Asset Retirement Obligations (ARO) – Reclamation: At the time they are incurred, legal obligations associated with the retirement of long-lived assets are reflected at their estimated fair value, with a corresponding charge to mine development. Obligations are typically incurred when we commence development of underground and surface mines, and include reclamation of support facilities, refuse areas and slurry ponds or through acquisitions. Obligations are reflected at the present value of their future cash flows. We reflect accretion of the obligations for the period from the date they incurred through the date they are extinguished. The asset retirement obligation assets are amortized using the units-of-production method over estimated recoverable (proved and probable) reserves. We are using a discount rate of 10%. Federal and State laws require that mines be reclaimed in accordance with specific standards and approved reclamation plans, as outlined in mining permits. Activities include reclamation of pit and support acreage at surface mines, sealing portals at underground mines, and reclamation of refuse areas and slurry ponds.

  

We assess our ARO at least annually and reflect revisions for permit changes, change in our estimated reclamation costs and changes in the estimated timing of such costs. During the period ending June 30, 2017 and 2016, $251,852 and $0 were incurred for loss on settlement on ARO, respectively.

 

The table below reflects the changes to our ARO:

 

Balance at December 31, 2016   $ 18,126,873  
Accretion – six months June 30, 2017     841,767  
Reclamation work – six months June 30, 2017     (278,907 )
Balance at June 30, 2017   $ 18,689,733  

 

Allowance For Doubtful Accounts: The Company recognizes an allowance for losses on trade and other accounts receivable in an amount equal to the estimated probable losses net of recoveries. The allowance is based on an analysis of historical bad debt experience, current receivables aging and expected future write-offs, as well as an assessment of specific identifiable amounts considered at risk or uncollectible.

 

Allowance for trade receivables as of June 30, 2017 and December 31, 2016 amounted to $0, for both periods. Allowance for other accounts receivables as of June 30, 2017 and December 31, 2016 amounted to $640,000 and $640,000, respectively.

 

Trade and loan receivables are carried at amortized cost, net of allowance for losses.

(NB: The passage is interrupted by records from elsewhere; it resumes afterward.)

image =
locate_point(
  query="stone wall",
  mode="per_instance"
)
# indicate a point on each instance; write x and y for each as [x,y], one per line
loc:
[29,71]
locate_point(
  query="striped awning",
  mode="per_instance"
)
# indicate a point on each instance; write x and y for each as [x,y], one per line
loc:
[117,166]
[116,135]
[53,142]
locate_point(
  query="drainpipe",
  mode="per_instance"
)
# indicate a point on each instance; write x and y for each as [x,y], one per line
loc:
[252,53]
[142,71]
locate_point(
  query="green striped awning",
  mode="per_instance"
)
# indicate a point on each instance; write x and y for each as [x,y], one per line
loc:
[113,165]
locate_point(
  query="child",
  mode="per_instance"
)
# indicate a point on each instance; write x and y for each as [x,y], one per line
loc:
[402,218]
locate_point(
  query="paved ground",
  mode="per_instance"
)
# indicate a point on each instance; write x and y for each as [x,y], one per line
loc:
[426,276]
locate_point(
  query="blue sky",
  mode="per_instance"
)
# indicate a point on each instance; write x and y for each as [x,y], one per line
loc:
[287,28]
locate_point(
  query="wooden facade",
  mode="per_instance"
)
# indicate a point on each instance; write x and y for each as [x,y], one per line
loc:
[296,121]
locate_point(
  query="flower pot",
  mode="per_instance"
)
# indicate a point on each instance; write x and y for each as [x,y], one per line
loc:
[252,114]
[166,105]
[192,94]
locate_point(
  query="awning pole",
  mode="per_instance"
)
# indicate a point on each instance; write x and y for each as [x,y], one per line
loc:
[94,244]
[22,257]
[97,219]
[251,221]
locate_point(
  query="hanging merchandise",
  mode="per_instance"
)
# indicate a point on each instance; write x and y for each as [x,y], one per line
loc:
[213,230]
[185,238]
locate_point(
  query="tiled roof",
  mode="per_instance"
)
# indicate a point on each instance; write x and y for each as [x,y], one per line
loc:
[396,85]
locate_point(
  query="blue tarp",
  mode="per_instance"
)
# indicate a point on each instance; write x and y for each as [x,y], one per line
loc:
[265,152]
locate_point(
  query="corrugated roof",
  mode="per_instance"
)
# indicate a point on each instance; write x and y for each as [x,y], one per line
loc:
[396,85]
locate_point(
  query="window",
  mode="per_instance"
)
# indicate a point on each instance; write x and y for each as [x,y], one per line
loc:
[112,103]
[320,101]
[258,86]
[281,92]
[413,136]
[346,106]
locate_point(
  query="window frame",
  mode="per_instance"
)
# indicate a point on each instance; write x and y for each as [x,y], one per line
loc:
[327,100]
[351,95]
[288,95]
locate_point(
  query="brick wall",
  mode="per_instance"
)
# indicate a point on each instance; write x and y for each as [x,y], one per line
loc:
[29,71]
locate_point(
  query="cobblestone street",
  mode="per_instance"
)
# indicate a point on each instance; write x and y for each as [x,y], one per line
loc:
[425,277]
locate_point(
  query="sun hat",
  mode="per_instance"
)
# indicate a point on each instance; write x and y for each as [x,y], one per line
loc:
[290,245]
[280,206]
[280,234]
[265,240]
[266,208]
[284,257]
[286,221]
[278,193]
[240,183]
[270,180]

Amortized cost approximated book value as of June 30, 2017 and December 31, 2016.

 

New Accounting Pronouncements: Management has determined that the impact of the following recent FASB pronouncements will not have a material impact on the financial statements.

 

  Accounting Standards Update (ASU) 2014-09, Revenue from Contracts with Customers, effective for years beginning after December 15, 2017
     
  ASU 2015-11, Simplifying the Measurement of Inventory, effective for years beginning after December 15, 2016
     
  ASU 2015-17, Balance Sheet Classification of Deferred Taxes, effective for years beginning after December 15, 2017
     
  ASU 2016-01, Recognition and Measurement of Financial Assets and Financial Liabilities, effective for years beginning after December 15, 2018
     
  ASU 2016-02, Leases, effective for years beginning after December 15, 2019
     
  ASU 2016-18, Statement of Cash Flows: Restricted Cash, effective beginning after December 15, 2017
     
  ASU 2017-01, Business Combinations, effective beginning after December 15, 2017
     
  ASU 2017-11, Earnings Per Share, effective beginning after December 15, 2018

 

Management has elected to early adopt ASU 2017-01, Business Combinations (Topic 805): Clarifying the Definition of a Business effective at inception. See above in Note 1.